Perché scegliere la Linea Purificante di LabFuria
LabFuria nasce con una filosofia precisa: il benessere della pelle passa attraverso formule naturali, rispettose e scientificamente orientate. La linea purificante riflette questo approccio: attivi vegetali come Epilobium Fleischeri e prebiotici selezionati lavorano in sinergia con ingredienti funzionali come niacinamide e acido ialuronico, senza rinunciare all'efficacia. La spedizione in Italia è gratuita a partire da 70 euro.
Domande frequenti
La crema viso purificante va usata anche la mattina?
Si, la crema purificante si applica sia mattina che sera su pelle detersa e asciutta. Al mattino, la sua texture leggera la rende adatta anche come base trucco senza appesantire.
Posso usare la crema purificante se ho la pelle mista, non solo grassa?
Si. La formula con prebiotici e acido ialuronico è studiata per riequilibrare, non solo per asciugare: idrata le zone secche e regola il sebo nelle zone T, senza uniformare in modo eccessivo.
Con quale frequenza si usa la maschera purificante?
La maschera è pensata come trattamento settimanale intensivo. Una o due applicazioni a settimana sono generalmente sufficienti per liberare i pori e restituire luminosità alla pelle.
Acido salicilico e acido mandelico: qual è la differenza nel tonico purificante?
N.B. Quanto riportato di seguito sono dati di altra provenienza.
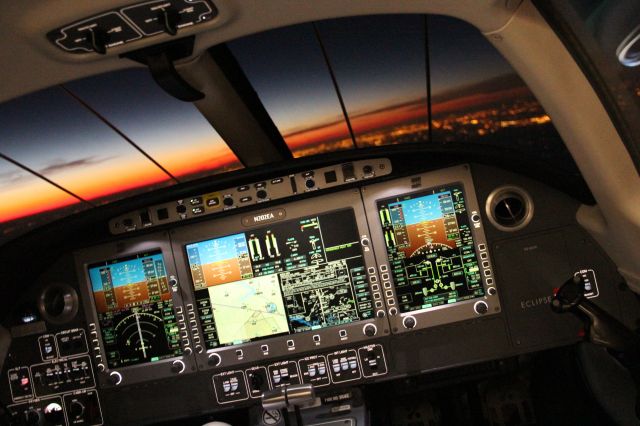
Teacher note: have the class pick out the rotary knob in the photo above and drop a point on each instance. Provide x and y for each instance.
(214, 359)
(409, 322)
(178, 366)
(115, 378)
(76, 409)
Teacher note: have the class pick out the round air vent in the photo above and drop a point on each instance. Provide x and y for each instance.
(58, 303)
(509, 208)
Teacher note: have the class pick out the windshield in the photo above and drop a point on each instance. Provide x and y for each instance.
(604, 36)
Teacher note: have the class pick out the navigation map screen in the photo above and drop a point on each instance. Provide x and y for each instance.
(288, 277)
(135, 309)
(430, 248)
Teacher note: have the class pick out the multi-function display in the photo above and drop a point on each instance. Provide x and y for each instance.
(430, 248)
(289, 277)
(135, 309)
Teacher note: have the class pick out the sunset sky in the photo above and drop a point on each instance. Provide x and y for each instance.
(379, 65)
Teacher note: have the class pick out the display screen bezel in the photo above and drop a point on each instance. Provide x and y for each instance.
(422, 193)
(122, 259)
(262, 227)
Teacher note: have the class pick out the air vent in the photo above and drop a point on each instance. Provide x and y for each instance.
(509, 208)
(58, 303)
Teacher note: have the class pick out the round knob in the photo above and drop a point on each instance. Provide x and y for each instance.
(115, 378)
(178, 366)
(76, 409)
(370, 330)
(214, 359)
(481, 308)
(409, 322)
(33, 417)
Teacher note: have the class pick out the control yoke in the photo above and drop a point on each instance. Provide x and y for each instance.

L'acido salicilico è liposolubile e penetra nel follicolo pilifero, dove agisce sul sebo in eccesso. L'acido mandelico ha molecole più grandi e agisce più in superficie, levigando la texture con minore irritazione. Insieme coprono livelli d'azione complementari.
Il siero purificante può irritare la pelle sensibile?
Il siero contiene derivati dell'acido azelaico, generalmente meglio tollerati rispetto agli acidi a piena concentrazione. È consigliabile introdurlo gradualmente nella routine, alternando le sere, prima di un utilizzo quotidiano.
Quando si vedono i primi risultati?
La pelle può mostrare una prima riduzione della lucidità già nelle prime due settimane. I miglioramenti sulla texture e sulle imperfezioni sono generalmente più visibili dopo un mese di utilizzo regolare e costante.
La linea purificante è adatta anche agli uomini?
Si. Le formule non hanno una specifica indicazione di genere. Le pelli maschili tendono ad avere una produzione di sebo mediamente più elevata, il che rende la linea particolarmente indicata.